Ketika ditanya mengapa ia berbuat demikian, ia pun menjawab “ sebab selama saya belajar di Universitas ini, banyak yang saya pelajari, akan tetapi tidak satupun dalam pelajaran itu memberikan jawaban kepada beberapa pertanyaan yang membenak dalam hatiku, tidak terjawab oleh ilmu pengetahuan yang saya terima”. Selanjutnya sang sarja yang lulus cumlaude itupun mengumpat lagi “generasi kami mempuyai bermacam-macam problem. Problem-problem yang merangsang jiwa kami setiap hari, tidak terjawab. Yang di ajarkan hanyalah ilmu. Ilmu dan pengetahuan. Otak kami diisi, jiwa kami tetap kosong” (Lihat di Faisal Ismail, Percikan pemikiran islam)
Rektor Universitas Gadjah Mada Prof. Dr.Sukaji Ranuwiharjo, dalam upacara wisuda sarjana baru di Art Center Bulak sumur, menyatakan bahwa ijazah bukanlah garis akhir studi perjuangan hidup.
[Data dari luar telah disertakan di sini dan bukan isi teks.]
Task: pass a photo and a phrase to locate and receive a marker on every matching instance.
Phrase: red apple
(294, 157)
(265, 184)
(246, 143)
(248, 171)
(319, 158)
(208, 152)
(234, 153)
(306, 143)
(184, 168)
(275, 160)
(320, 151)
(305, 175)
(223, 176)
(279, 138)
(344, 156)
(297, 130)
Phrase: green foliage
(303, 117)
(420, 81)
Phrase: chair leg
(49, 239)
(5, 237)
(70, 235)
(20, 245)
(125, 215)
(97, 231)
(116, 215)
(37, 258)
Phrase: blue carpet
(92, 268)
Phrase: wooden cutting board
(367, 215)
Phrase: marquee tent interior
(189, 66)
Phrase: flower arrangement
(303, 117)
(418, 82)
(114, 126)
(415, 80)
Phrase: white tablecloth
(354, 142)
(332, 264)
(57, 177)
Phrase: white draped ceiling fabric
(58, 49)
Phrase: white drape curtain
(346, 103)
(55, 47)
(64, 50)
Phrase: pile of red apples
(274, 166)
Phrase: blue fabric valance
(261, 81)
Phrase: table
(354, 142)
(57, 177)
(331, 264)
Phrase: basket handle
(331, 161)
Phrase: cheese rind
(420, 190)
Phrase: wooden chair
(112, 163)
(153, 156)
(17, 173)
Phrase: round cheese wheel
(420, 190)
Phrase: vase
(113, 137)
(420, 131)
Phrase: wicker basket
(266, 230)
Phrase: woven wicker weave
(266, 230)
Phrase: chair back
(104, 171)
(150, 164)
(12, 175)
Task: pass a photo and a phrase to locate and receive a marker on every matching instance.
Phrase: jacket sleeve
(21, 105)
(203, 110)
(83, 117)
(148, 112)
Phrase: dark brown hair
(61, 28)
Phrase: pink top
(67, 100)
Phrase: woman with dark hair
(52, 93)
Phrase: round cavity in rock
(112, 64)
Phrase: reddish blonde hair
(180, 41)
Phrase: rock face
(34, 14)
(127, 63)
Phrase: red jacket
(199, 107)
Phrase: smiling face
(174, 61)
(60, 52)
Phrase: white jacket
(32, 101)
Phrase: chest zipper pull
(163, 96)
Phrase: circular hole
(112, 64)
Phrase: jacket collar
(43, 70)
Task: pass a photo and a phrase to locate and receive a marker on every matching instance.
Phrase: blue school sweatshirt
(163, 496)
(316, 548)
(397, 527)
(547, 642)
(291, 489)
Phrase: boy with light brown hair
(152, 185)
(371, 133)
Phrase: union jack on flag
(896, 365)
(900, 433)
Melainkan garis permulaan dari babak baru dalam perjuangan yang semakin meluas. Selanjutnya Prof. Sukaji mengatakan bahwa seorang sarjana harus bersedia belajar selama hidup. Karena pesatnya perkembangan ilmu dan teknologi mengharuskan mereka belajar terus agar tidak ketinggalan jaman. Disamping itu seorang sarjana harus dapat berdiri secara pribadi, tanpa bergantung kepada siapapun juga. Memiliki disiplin yang teratur, bersifat terbuka. Berani mengambil kesimpulan sebagai sikap pribadi terhadap berbagai masaalah, serta bersedia mempertanggung jawabkannya. Dengan begitu, jelas mereka bukan sarjana pembeo dan sarjana pembebek (Kompas, 10 Mei 1975 dlm Faisal Ismail)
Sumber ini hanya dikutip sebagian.